US20250245490A1
CONVOLUTION OPERATION INSTRUCTION GENERATION DEVICE, CONVOLUTION OPERATION METHOD, AND INTELLIGENCE PROCESSING UNIT
Publication
Application
Classifications
IPC Classifications
CPC Classifications
Applicants
SigmaStar Technology Ltd.
Inventors
Yong Sheng Chen
Abstract
A convolution operation instruction generation device generates a second convolution operation instruction according to a first convolution operation instruction that is used to perform a two-dimensional convolution operation on a first input tensor and a first weight. The second convolution operation instruction includes a three-dimensional (3D) convolution operator and is executed by an intelligence processing unit that includes a storage device and a computing circuit. The computing circuit accesses the storage device in units of Y elements. The convolution operation instruction generation device generates a second weight of the 3D convolution operator and determines the size, a second stride, and a padding value of a third dimension of the second weight based on Y, the size of a first dimension of the first weight, the size of a second dimension of the first weight, a dilation coefficient and first stride of the first dimension, and the first weight.
Figures
Description
[0001]This application claims the benefit of China application Serial No. 202410137226.X filed on Jan. 31, 2024, the subject matter of which is incorporated herein by reference.

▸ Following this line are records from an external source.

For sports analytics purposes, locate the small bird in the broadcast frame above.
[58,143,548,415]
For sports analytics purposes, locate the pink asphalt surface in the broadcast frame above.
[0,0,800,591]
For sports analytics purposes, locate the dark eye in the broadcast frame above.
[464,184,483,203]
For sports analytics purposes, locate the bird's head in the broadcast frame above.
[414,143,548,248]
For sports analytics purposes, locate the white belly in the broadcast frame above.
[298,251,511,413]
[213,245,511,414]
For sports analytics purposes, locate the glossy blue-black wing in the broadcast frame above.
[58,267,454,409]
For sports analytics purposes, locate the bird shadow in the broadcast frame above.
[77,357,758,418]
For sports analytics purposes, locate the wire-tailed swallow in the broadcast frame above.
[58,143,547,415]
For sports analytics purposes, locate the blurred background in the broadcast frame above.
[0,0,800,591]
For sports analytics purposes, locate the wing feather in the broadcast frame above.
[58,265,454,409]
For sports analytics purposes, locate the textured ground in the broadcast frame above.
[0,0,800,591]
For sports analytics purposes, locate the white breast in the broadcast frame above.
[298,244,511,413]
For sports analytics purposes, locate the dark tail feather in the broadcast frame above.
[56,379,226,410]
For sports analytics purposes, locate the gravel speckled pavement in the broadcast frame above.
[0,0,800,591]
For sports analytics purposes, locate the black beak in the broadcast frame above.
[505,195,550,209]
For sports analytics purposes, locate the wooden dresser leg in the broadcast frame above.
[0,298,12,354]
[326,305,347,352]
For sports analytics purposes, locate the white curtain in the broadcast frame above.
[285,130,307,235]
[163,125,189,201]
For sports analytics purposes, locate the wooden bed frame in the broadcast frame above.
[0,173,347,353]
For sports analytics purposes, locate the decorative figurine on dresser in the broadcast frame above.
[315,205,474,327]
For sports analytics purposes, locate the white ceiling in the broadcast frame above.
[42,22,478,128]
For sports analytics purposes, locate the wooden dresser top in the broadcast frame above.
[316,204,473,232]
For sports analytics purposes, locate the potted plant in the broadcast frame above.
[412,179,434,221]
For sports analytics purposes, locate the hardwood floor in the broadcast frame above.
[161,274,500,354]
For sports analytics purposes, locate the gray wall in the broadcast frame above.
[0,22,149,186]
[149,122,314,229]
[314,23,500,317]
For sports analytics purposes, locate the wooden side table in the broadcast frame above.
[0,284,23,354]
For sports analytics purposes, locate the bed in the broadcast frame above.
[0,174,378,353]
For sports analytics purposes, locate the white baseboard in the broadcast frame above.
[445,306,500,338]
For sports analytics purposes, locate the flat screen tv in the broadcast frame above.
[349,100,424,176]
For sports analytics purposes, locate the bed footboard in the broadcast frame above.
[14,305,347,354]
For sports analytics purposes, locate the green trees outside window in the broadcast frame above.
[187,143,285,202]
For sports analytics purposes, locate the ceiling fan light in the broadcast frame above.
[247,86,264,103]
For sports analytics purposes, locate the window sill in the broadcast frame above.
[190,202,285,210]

BACKGROUND OF THE INVENTION
1. Field of the Invention
[0002]The present invention generally relates to neural networks, and, more particularly, to convolution operations of neural networks.

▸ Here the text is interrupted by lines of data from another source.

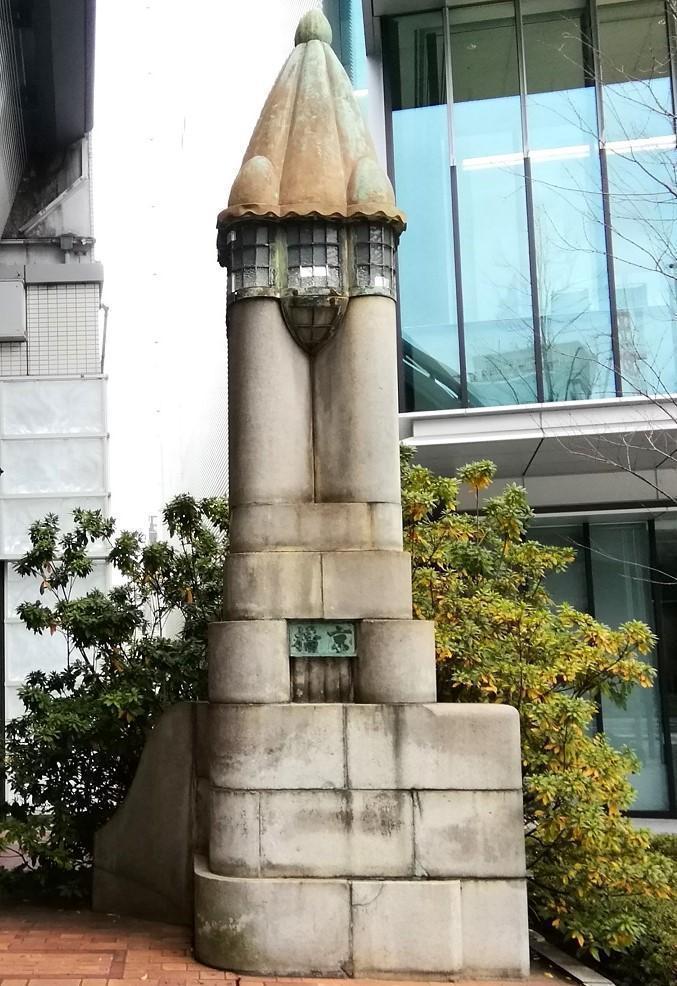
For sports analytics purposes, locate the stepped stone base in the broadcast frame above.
[201,700,529,979]
[195,856,529,979]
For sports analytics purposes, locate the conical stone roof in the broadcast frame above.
[218,10,405,230]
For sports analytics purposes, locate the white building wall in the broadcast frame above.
[0,372,109,719]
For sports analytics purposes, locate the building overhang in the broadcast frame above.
[400,396,677,507]
[11,0,96,154]
[362,0,491,55]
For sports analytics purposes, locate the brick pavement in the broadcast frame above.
[0,905,572,986]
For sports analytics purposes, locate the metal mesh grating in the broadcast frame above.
[226,223,272,294]
[354,223,395,293]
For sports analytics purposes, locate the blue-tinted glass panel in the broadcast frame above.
[607,147,677,394]
[531,524,590,613]
[598,0,673,143]
[449,3,537,405]
[523,0,615,401]
[599,0,677,394]
[656,517,677,808]
[590,523,669,811]
[387,13,461,411]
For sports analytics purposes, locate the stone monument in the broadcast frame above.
[194,11,528,979]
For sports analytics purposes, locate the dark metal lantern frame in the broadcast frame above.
[217,219,397,353]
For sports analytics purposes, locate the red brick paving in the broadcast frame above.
[0,907,571,986]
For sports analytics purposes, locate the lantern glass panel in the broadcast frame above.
[226,223,272,294]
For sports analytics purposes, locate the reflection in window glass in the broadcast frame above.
[599,0,677,393]
[384,11,447,110]
[523,0,615,401]
[656,517,677,800]
[390,13,461,411]
[590,523,669,811]
[598,0,673,142]
[607,148,677,394]
[531,524,590,613]
[449,3,537,405]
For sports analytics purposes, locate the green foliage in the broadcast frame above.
[403,453,673,956]
[0,495,228,894]
[610,835,677,986]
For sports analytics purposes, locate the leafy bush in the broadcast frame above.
[0,454,677,986]
[0,496,228,894]
[403,455,673,956]
[609,835,677,986]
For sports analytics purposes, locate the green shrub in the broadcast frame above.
[0,496,228,895]
[403,454,673,956]
[609,835,677,986]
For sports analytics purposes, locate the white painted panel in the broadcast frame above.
[0,437,105,495]
[0,379,106,435]
[5,685,24,722]
[5,561,108,619]
[5,622,66,685]
[0,496,107,558]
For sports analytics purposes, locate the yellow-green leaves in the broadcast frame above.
[402,453,674,954]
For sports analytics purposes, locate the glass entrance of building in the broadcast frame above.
[533,518,677,813]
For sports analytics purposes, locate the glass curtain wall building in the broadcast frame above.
[382,0,677,411]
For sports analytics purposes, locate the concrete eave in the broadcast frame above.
[400,396,677,477]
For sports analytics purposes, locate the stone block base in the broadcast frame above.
[195,857,529,979]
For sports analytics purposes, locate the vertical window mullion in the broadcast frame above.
[583,521,604,733]
[665,0,677,133]
[588,0,623,397]
[442,6,469,407]
[648,519,677,811]
[514,0,544,403]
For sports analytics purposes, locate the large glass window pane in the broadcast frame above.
[523,0,615,401]
[656,517,677,800]
[598,0,673,142]
[449,3,537,405]
[607,147,677,394]
[590,523,669,811]
[386,12,461,411]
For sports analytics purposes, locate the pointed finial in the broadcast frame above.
[294,10,332,45]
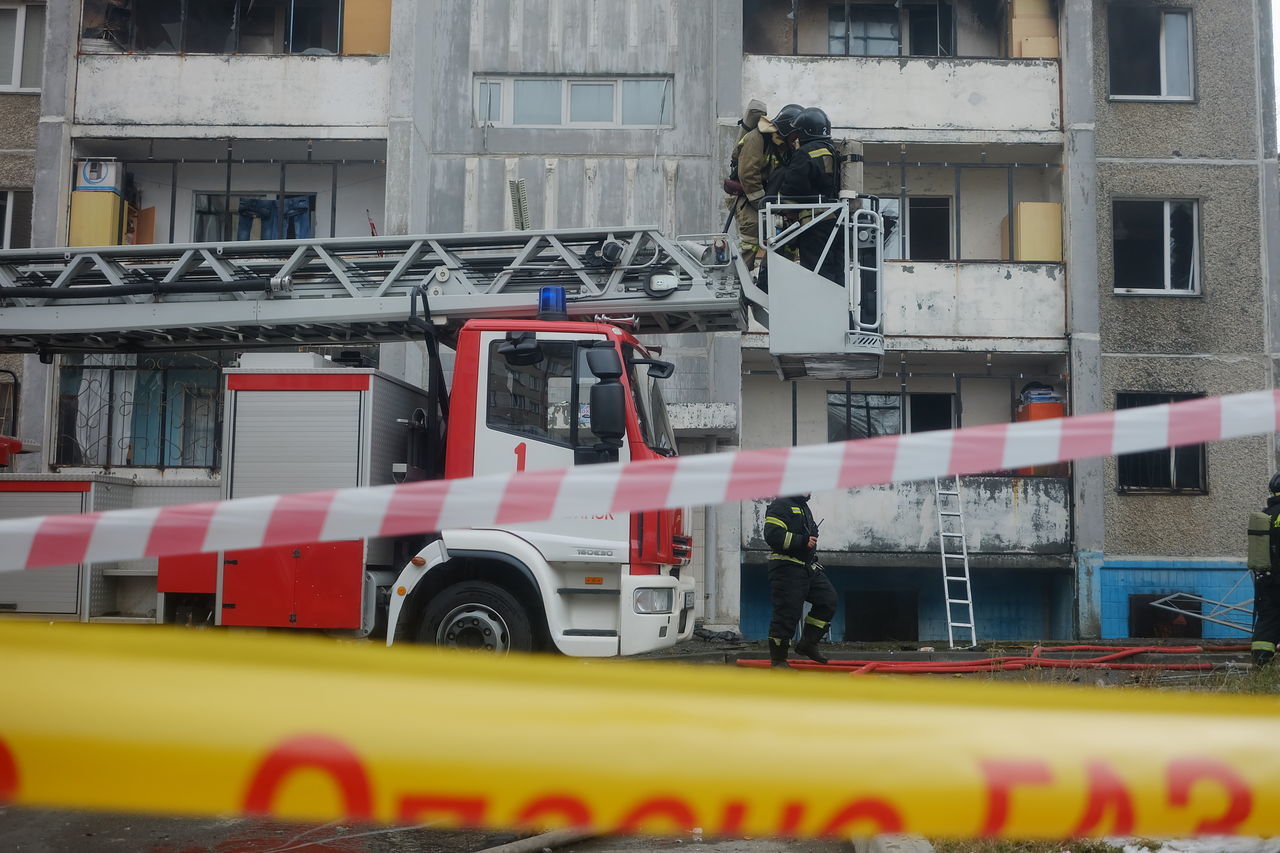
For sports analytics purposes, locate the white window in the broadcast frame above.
[1111,199,1199,296]
[1107,5,1194,101]
[0,3,45,92]
[475,77,675,128]
[0,190,32,248]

2. Description of Related Art
[0003]Reference is made to
[0004]Reference is made to
[0005]Reference is made to
SUMMARY OF THE INVENTION
[0006]In view of the issues of the prior art, an object of the present invention is to provide a convolution operation instruction generation device, a convolution operation method, and an intelligence processing unit (IPU), so as to make an improvement to the prior art.

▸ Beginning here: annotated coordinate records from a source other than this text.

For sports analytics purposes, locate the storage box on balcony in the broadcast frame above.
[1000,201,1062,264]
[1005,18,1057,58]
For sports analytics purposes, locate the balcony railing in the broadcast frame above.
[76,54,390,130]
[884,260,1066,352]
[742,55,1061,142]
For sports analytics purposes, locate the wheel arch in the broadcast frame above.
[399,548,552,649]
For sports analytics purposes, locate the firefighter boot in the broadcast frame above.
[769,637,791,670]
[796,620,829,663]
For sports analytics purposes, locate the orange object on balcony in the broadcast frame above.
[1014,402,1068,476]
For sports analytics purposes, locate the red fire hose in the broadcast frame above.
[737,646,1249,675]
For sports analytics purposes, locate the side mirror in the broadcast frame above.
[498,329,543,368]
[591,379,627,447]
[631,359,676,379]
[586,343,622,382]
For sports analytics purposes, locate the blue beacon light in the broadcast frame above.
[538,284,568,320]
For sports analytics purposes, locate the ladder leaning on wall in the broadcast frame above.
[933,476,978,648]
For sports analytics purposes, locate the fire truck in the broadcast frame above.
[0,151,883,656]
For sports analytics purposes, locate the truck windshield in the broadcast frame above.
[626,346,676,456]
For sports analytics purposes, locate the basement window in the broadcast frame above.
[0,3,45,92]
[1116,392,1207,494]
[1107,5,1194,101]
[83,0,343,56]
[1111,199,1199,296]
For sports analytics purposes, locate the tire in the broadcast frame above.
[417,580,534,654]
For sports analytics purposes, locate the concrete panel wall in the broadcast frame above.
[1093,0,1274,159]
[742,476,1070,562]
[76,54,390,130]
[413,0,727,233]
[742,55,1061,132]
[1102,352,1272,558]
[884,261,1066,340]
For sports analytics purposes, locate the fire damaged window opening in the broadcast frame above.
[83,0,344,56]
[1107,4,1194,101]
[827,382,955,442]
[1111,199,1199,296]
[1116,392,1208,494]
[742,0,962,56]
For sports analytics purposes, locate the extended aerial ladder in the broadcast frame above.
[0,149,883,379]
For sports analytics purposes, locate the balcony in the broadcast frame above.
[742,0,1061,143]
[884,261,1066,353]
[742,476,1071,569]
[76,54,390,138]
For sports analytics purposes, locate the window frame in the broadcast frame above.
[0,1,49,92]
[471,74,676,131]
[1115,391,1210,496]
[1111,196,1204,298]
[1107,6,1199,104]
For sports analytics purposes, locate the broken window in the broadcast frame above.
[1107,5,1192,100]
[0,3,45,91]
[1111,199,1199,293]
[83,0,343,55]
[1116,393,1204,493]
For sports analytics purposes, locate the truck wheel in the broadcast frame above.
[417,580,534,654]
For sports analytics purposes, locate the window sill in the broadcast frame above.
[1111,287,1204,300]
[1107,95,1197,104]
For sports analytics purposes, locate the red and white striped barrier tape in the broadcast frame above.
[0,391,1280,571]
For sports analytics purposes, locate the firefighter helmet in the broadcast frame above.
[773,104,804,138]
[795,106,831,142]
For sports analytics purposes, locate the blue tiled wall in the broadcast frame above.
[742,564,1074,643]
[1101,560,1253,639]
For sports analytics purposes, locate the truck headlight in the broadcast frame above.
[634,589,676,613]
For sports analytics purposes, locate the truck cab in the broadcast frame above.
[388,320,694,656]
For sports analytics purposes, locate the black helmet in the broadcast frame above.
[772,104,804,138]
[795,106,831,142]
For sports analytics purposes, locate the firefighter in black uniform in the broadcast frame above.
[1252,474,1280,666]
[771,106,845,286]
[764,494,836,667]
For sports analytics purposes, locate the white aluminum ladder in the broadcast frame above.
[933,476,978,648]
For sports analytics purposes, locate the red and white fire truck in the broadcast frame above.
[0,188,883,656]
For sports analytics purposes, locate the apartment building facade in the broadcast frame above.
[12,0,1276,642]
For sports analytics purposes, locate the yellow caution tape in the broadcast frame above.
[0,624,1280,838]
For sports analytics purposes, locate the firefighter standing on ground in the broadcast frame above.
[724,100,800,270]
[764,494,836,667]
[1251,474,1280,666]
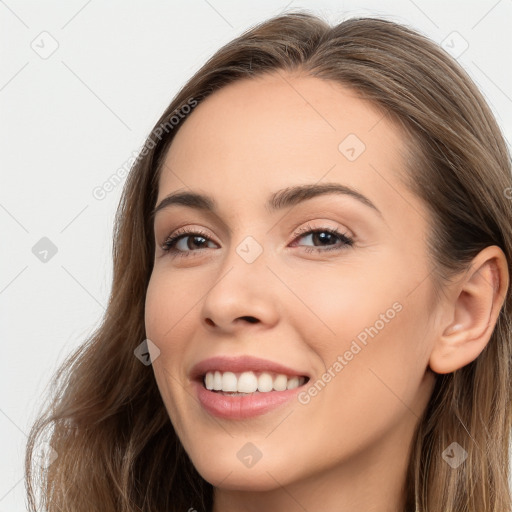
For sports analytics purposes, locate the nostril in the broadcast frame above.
[240,316,258,324]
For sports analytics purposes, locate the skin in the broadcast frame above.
[146,73,508,512]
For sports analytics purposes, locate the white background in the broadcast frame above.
[0,0,512,512]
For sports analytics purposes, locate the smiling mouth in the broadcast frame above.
[200,370,309,396]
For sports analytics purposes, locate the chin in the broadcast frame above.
[192,456,300,492]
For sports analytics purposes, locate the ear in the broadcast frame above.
[429,245,509,373]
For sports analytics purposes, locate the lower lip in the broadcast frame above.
[193,381,304,420]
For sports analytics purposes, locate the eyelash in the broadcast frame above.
[161,224,354,258]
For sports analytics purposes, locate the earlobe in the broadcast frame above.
[429,245,509,374]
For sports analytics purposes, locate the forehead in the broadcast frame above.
[158,72,426,230]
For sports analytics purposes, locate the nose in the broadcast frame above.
[201,251,279,333]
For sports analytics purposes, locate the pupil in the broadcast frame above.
[189,235,205,249]
[315,231,332,247]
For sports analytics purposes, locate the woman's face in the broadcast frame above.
[145,74,435,498]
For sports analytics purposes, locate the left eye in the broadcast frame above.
[162,227,354,257]
[298,228,354,252]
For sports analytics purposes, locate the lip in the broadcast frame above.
[190,355,311,420]
[190,355,311,382]
[192,381,307,420]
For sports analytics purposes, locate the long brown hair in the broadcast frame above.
[26,12,512,512]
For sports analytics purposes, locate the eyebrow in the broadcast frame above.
[151,183,382,218]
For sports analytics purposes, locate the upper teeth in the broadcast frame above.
[204,371,306,393]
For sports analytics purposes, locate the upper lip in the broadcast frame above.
[190,355,309,380]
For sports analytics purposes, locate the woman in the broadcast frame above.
[26,13,512,512]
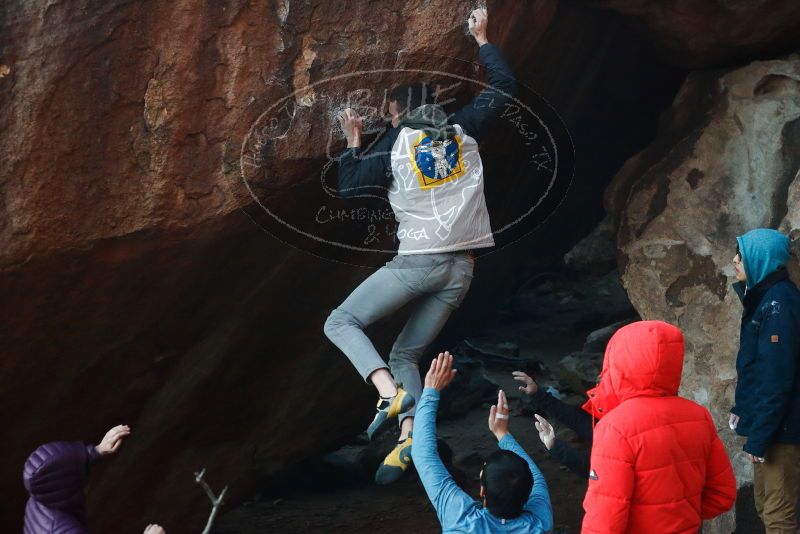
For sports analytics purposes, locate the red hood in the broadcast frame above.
[583,321,683,419]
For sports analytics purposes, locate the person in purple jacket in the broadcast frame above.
[22,425,165,534]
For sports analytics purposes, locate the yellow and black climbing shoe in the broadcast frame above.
[367,387,416,440]
[375,433,411,485]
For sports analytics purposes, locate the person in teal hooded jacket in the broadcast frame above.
[730,229,800,534]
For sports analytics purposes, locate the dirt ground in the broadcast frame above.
[214,325,586,534]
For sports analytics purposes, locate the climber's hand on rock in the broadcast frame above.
[533,413,556,451]
[425,352,456,391]
[489,389,509,441]
[467,9,489,46]
[336,108,361,147]
[95,425,131,456]
[511,371,539,395]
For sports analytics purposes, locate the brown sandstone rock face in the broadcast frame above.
[0,0,564,532]
[606,56,800,532]
[592,0,800,69]
[0,0,748,532]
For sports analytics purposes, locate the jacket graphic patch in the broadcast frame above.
[411,134,465,189]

[0007]According to one aspect of the present invention, a convolution operation instruction generation device is provided. The convolution operation instruction generation device generates a second convolution operation instruction based on a first convolution operation instruction. The first convolution operation instruction is for performing a two-dimensional (2D) convolution operation on a first input tensor and a first weight. The second convolution operation instruction includes a three-dimensional (3D) convolution operator and is executed by an IPU including a storage device and a computing circuit. The computing circuit accesses the storage device in units of Y elements. The convolution operation instruction generation device includes a memory and a processor. The memory is configured to store a plurality of program codes and/or program instructions. The processor is coupled to the memory and configured to execute the plurality of program codes and/or program instructions to perform following steps: (A) calculating a multiple according to Y, a size of a first dimension of the first weight, a size of a second dimension of the first weight, a dilation coefficient of the first dimension, and a first stride of the first dimension; (B) generating a second weight of the 3D convolution operator according to the multiple and the first weight; (C) generating a plurality of second biases of the second weight according to the multiple and a plurality of first biases of the first weight; and (D) determining a size of a third dimension of the second weight, a second stride of the third dimension, and a padding value of the third dimension according to a size of the first dimension, the multiple, the first stride, and the dilation coefficient.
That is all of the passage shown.